RTM (レジン・トランスファー・モールディング)は、閉じた型の中に炭素繊維と樹脂を注入して硬化させる方法です。

この技術は、複雑な形状や大規模な部品の製造に適しており、自動車業界でよく利用されています。

VaRTM成形

VaRTM (バキューム・アシスト・レジン・トランスファー・モールディング)は、真空状態を利用して樹脂を繊維に浸透させる方法です。

この方法は、製品の一貫性と品質を高めるのに効果的で、航空宇宙や自動車業界で使用されています。

プレス成形

プレス成形は、加熱されたプレス機を使用して、繊維と樹脂を型に押し込みながら成形する方法です。

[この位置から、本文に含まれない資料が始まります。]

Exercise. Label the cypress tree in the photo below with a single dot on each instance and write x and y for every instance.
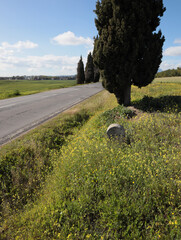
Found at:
(128, 50)
(89, 70)
(80, 72)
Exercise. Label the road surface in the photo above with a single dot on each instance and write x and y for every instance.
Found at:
(20, 114)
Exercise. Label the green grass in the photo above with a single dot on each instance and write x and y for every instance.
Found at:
(13, 88)
(95, 188)
(168, 80)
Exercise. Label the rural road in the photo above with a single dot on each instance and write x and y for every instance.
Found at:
(20, 114)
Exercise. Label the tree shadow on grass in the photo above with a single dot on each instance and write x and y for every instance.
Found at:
(161, 104)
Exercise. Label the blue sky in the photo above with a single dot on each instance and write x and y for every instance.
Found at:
(48, 36)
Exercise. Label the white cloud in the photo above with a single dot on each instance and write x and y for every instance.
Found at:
(165, 65)
(172, 51)
(8, 48)
(177, 41)
(36, 65)
(69, 39)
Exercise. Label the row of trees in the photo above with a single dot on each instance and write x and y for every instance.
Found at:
(91, 72)
(170, 73)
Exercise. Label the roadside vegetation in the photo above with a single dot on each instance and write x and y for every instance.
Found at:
(13, 88)
(67, 180)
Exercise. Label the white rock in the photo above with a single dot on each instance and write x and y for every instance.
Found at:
(116, 131)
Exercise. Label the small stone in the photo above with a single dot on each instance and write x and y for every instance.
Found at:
(116, 131)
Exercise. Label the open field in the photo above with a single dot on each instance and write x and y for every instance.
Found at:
(66, 180)
(13, 88)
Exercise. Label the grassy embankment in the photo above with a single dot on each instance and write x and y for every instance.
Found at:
(13, 88)
(94, 188)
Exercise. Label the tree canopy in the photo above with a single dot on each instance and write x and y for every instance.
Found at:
(128, 50)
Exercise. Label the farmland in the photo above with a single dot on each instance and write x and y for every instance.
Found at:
(13, 88)
(67, 180)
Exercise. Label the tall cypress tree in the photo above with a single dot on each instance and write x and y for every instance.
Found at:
(128, 50)
(89, 69)
(80, 72)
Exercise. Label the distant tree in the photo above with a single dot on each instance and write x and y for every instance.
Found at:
(80, 72)
(128, 50)
(89, 69)
(170, 73)
(96, 74)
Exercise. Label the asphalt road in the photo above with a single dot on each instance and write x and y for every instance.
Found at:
(20, 114)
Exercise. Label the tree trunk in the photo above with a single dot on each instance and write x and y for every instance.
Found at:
(124, 96)
(127, 95)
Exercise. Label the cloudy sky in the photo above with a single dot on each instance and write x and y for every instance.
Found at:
(48, 36)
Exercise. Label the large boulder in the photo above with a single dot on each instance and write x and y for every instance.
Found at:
(116, 131)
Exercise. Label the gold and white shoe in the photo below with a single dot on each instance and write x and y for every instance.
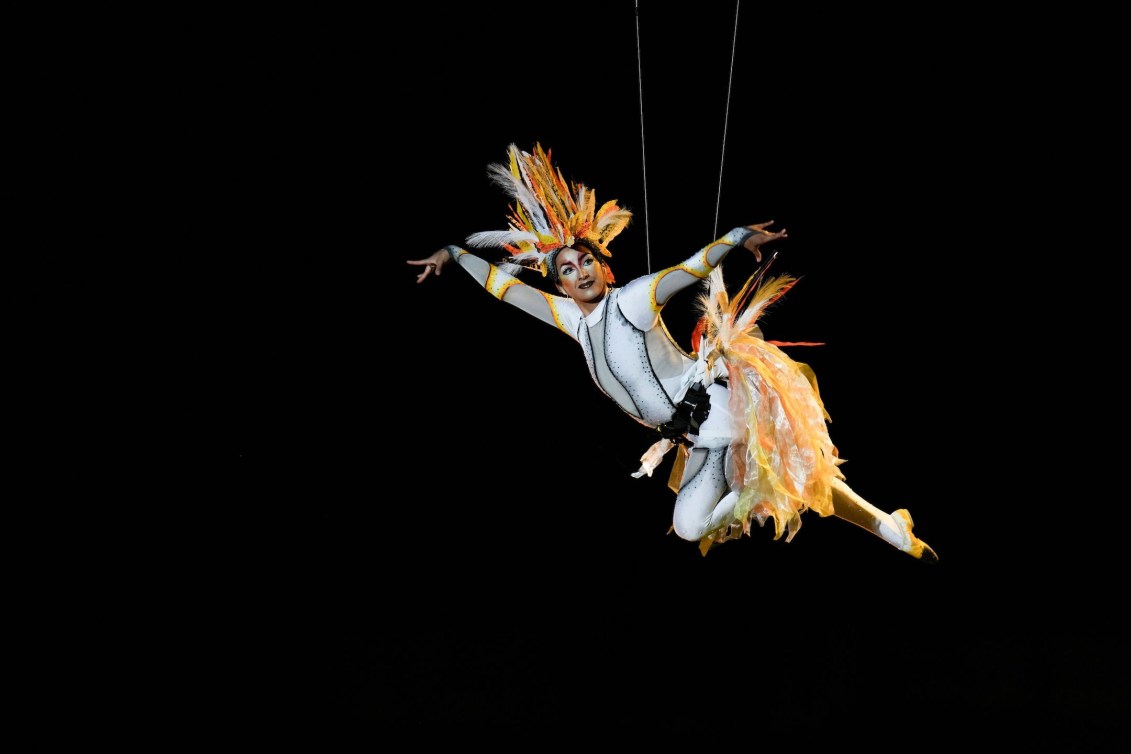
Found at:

この方法は、大量生産に適しており、特に自動車部品などに使用されます。

SMC成形

SMC成形(シート・モールディング・コンパウンド)は、繊維と樹脂を混合したシートを型に置き、プレスして成形する方法です。

この技術は、複雑な形状や大きな部品の製造に適しています。

シートワインディング成形

シートワインディングは、繊維をシート状に巻きつけて成形する技術です。

この方法は、管状や円筒形の部品に適しており、一貫性のある品質が得られます。

フィラメントワインディング成形

フィラメントワインディングは、連続的な繊維を型に巻きつけながら樹脂を注入して成形する方法です。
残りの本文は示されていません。